Where this leaves us

A few specific things I think follow from the actual position:

For individuals: Take the displacement seriously. Don't bet on it being slower or smaller than the realistic view suggests. Invest in the kind of work that compounds with AI rather than getting substituted by it, judgment, relationships, the cognitive moves that aren't easily captured in training data. Watch the IP-of-cognition question carefully; the legal framework is going to develop and the people who think about their own cognitive process as a real asset will be better positioned than the people who don't.

For organizations: The incentive-driven pace is going to bite. Companies that cut hard now to chase the productivity narrative will get short-term margin and long-term workforce damage that takes years to repair. The companies that move toward human+AI collaboration as the operating model, plainly, with investment in reskilling, with honest internal communication about what's changing and what isn't, build the muscle that lets them keep adapting. The transition is multi-year. The companies that treat it as a one-time cost-cut event will be playing catch-up.

For policy: The IP framework needs to extend to cognitive process and individual style. The training-data conversation has been mostly about what was published; the harder question is what was learned by observation, by interaction, by extracting patterns from work product the person didn't think they were licensing for AI training. There's no clean answer here yet. The conversation has to start.

For the public discourse: The catastrophism and the dismissal are both wrong. The catastrophism overstates the speed and understates the human capacity to adapt. The dismissal understates the magnitude and the asymmetry of who absorbs the cost. The honest middle is "displacement is real and accelerating, the pace is incentive-driven, the lines worth holding are creatives and individual cognition, the working model is collaboration, the policy gap is real."

I'd rather be wrong

The closing position, because it's the actual stance I hold and it doesn't come through cleanly otherwise.

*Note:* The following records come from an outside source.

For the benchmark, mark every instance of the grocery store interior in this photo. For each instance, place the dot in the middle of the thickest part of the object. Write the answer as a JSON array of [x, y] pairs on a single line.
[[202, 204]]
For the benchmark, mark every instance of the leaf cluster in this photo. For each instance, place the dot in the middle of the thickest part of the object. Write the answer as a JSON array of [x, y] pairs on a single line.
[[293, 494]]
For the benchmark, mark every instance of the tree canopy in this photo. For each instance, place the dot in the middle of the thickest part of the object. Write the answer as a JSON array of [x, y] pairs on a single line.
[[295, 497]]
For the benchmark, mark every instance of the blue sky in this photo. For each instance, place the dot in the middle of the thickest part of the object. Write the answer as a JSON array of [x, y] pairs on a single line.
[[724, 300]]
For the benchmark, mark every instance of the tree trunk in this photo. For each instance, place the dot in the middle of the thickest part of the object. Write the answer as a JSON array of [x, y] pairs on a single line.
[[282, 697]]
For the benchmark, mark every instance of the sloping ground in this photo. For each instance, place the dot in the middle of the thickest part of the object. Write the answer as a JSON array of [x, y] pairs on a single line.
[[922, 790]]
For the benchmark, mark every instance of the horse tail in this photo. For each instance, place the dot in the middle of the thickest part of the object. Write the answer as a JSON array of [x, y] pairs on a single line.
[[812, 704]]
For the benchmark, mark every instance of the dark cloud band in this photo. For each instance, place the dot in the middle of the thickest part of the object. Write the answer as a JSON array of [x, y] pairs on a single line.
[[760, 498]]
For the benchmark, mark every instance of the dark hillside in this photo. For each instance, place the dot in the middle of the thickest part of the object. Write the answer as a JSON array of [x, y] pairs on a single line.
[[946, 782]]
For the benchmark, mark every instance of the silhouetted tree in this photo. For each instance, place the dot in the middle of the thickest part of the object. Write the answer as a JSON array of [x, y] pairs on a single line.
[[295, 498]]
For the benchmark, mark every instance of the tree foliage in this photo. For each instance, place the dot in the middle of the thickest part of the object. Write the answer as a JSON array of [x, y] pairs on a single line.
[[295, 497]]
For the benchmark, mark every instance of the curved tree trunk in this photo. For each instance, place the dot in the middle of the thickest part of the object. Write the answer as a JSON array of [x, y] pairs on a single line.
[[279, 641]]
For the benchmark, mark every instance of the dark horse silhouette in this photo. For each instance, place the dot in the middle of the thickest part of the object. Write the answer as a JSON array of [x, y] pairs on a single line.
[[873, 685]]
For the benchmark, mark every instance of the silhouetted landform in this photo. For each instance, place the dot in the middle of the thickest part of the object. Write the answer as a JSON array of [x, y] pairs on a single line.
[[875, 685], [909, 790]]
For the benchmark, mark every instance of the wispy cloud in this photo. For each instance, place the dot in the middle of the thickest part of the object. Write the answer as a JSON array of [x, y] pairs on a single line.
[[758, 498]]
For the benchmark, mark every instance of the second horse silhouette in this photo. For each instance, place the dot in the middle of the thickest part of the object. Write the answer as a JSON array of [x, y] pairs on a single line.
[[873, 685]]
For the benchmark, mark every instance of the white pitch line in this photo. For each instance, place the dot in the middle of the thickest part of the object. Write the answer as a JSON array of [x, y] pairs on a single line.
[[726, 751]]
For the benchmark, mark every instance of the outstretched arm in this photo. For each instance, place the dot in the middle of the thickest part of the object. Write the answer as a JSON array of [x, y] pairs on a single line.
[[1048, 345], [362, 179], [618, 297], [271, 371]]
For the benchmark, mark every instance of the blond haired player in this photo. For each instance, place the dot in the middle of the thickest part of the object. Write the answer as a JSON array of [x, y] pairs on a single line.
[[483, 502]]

I would rather be wrong about all of this than be caught off guard. I'd rather the displacement turn out to be slower than I think, or smaller than I think, or more easily absorbed than I think. If those things are true, great. We'll all be fine and I'll have written some essays that look pessimistic in hindsight.

But planning for the optimistic case when the realistic case is darker is the thing I won't do. The cost of being wrong toward optimism, being unprepared when the displacement hits, having no plan for the people in your organization, having no read on where your own role fits, is much higher than the cost of being wrong toward realism. Realism produces preparation. Optimism, in this conversation, produces complacency.

So that's where I am. The displacement is real and it's coming faster than I thought. Short-term incentives are driving the pace. The lines I want to hold are creatives and individual cognition as IP. The model I think wins is human+AI collaboration. And I'd rather be wrong about all of it than be caught off guard.

Worth being plain because the implicit framings (both extremes) are bad analysis with bad consequences. The honest position is the one I'd rather hold and be wrong about than not hold and be right about. That's the conversation we're not having; that's the conversation I'm trying to have here.